AI Workers, Meet Git Worktrees: Coordinating a Whole Local Team in Parallel

I’ve just had one of those nerdy, slightly giddy moments: realising that a single prompt plus a handful of shell scripts has quietly turned my laptop into a small AI software house.

Until now, my “AI workers” were clever but cramped. I had a Product Manager, an Architect, a Developer, and a Test Manager — each with carefully crafted prompts and clear responsibilities for my ClubHub project.

But they were effectively hot-desking in one working tree. I could only really let one of them go wild at a time before Git conflicts and context confusion started piling up.

The breakthrough was simple and obvious in hindsight:

Give every AI worker their own git worktree and branch, and wire that into the scripts and prompts.

Suddenly it feels like the next point of departure for AI workers: not just answering questions or editing a file, but managing collaborative change, at scale, between a bunch of eager little robot colleagues.

---

1. From Single Worker to AI Studio

The ClubHub project already has a strong “AI worker” backbone:

• A system context that explains the architecture, domain model, CI/CD story, and worker protocols.

• Specialised prompts for:

  • Technical Architect – reviews code, identifies technical debt, proposes architectural epics.

  • Technical Product Manager – curates the backlog, fills gaps, keeps epics and acceptance criteria coherent.

  • Test Coverage Worker – focuses purely on nudging coverage upwards on specific handlers and validation paths.

• A backlog with locks in YAML front-matter so AI workers don’t stomp on the same story file.

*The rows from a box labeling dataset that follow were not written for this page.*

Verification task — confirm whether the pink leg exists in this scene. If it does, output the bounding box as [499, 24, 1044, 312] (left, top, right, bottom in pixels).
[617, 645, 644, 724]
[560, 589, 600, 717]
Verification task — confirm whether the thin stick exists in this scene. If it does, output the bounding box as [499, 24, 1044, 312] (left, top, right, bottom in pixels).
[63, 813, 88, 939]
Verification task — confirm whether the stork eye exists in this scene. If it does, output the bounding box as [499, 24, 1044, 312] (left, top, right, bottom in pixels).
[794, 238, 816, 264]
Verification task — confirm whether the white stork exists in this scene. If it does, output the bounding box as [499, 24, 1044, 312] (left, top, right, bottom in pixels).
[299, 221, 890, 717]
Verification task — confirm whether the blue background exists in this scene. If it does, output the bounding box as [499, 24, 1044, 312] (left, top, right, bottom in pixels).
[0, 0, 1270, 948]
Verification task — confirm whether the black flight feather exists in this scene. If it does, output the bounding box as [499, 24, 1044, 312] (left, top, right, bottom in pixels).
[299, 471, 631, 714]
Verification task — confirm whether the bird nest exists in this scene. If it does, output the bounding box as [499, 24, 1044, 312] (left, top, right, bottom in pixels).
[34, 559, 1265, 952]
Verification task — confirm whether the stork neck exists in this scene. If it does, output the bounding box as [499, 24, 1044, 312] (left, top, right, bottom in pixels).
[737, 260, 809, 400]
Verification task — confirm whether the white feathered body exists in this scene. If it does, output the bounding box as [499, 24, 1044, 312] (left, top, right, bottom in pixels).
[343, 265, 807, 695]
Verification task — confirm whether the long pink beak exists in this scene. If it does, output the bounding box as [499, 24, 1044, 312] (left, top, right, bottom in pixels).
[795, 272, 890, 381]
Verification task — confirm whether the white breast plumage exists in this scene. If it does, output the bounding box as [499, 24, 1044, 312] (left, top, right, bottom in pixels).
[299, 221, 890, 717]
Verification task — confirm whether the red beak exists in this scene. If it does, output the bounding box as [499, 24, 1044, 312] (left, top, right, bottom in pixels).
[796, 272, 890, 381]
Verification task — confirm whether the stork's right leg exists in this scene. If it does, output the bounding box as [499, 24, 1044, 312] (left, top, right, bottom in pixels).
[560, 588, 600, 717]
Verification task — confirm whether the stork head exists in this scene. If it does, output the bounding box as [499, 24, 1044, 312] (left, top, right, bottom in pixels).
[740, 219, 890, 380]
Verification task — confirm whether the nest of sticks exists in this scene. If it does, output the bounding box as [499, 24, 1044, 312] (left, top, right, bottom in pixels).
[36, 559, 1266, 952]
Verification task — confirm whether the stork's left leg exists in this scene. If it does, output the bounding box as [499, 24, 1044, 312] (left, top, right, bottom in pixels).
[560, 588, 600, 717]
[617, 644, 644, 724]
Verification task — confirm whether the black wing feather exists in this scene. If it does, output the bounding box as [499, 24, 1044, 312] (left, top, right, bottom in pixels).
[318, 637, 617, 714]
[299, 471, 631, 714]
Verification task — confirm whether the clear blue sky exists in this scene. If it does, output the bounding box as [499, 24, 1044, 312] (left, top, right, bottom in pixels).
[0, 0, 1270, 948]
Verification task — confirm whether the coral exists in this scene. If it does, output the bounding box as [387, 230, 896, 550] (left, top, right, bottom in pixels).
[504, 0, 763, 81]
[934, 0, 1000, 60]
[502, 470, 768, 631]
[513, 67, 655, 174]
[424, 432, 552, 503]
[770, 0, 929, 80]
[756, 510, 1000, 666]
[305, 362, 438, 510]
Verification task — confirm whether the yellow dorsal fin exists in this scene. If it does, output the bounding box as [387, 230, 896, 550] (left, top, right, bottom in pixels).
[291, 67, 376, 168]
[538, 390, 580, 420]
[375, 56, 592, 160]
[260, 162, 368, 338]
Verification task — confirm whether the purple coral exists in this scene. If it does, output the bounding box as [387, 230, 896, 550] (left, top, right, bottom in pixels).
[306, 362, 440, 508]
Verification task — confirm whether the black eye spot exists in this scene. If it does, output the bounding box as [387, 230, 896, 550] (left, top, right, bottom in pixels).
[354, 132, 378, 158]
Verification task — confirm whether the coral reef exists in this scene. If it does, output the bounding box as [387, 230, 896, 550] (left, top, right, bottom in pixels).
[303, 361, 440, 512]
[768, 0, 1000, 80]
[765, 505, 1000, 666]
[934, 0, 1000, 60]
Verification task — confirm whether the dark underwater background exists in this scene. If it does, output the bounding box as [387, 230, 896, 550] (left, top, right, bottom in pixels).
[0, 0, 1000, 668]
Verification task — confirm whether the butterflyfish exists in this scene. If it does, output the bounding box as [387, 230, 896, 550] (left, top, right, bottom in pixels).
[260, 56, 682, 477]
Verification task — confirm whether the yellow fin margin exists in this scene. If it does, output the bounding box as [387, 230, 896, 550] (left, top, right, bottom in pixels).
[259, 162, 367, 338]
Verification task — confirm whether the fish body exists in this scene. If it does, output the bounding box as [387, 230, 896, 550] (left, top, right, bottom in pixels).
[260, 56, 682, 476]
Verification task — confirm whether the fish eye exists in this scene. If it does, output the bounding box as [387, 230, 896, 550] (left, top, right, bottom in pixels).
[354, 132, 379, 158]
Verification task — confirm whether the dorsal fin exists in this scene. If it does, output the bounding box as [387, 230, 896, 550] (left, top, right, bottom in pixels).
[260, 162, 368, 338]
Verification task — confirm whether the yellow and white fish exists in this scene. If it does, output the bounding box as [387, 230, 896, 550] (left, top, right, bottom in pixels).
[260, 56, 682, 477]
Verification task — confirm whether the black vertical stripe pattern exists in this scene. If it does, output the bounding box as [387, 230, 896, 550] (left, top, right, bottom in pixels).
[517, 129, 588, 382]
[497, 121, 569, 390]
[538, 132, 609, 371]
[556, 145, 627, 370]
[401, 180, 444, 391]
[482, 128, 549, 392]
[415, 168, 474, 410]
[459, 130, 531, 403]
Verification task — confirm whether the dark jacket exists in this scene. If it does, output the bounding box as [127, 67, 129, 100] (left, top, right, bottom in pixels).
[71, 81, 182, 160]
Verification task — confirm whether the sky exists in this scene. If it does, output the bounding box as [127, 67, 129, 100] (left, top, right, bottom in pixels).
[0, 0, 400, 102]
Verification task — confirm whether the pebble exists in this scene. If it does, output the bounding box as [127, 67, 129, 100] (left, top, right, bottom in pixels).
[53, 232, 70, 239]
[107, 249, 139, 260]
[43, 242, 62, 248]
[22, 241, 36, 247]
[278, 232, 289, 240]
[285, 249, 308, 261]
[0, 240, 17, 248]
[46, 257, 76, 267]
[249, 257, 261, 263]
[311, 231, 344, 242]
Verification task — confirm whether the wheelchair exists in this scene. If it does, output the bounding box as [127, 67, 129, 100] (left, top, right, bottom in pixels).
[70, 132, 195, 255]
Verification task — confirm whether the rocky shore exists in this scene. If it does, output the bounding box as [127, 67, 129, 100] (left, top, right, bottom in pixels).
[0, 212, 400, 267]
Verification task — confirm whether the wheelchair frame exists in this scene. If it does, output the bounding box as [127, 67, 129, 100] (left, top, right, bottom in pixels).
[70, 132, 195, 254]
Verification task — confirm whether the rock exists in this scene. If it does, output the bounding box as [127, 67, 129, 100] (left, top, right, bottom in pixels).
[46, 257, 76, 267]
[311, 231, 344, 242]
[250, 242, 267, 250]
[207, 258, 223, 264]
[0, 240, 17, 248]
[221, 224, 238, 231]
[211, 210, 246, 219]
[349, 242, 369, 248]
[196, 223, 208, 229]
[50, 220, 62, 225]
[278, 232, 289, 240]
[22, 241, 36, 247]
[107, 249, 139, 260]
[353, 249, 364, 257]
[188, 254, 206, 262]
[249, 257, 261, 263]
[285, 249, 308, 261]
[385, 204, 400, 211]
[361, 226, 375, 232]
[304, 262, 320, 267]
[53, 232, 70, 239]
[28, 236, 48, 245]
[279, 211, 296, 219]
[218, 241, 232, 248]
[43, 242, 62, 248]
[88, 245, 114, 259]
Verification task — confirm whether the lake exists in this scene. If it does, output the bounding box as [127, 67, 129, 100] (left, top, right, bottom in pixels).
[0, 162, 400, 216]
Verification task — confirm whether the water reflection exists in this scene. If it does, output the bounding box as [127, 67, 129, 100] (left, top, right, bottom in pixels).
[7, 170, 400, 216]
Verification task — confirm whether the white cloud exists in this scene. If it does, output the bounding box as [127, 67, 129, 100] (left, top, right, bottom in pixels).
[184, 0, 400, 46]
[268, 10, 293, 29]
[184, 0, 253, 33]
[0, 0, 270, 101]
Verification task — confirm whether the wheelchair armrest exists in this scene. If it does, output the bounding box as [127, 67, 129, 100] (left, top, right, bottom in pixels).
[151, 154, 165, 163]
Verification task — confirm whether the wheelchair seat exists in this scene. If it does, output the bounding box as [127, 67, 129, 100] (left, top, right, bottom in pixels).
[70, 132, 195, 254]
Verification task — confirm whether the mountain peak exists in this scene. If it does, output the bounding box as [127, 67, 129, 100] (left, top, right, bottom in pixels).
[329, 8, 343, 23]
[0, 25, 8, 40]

• A sweeper prompt whose job is to clear stale locks if a worker died or got bored.

On top of that, there is a set of shell scripts:

• codex-developer.sh

• codex-architect.sh

• codex-product-manager.sh

• codex-test-manager.sh

Each script roughly does the same pattern:

1. Resolve the repo root.

2. Source git branch helpers and task lock helpers.

3. Use the backlog to pick a high-priority, unlocked task.

4. Acquire the lock and log the activity.

5. Spin up the right prompt and launch the AI session.

So the “team” was there already: PM, Architect, Dev, Tester, Sweeper.

The bottleneck was the filesystem and Git workflow.

---

2. The Core Problem: Local Concurrency Without Chaos

Running multiple AI workers in parallel on the same working tree is like asking four junior developers to all SSH into the same server and “just coordinate amongst yourselves”.

You get:

• untracked files everywhere,

• half-applied edits,

• and a constant background hum of “wait, what did you just change?”

Even with task locks in the backlog, the codebase itself remained a shared, mutable mess. The prompts were disciplined; the git workflow wasn’t.

What I really wanted was:

• Per-worker isolation for experiments and edits.

• A clean path to main once build/tests pass.

• A protocol that AI workers can follow reliably without me hand-holding every step.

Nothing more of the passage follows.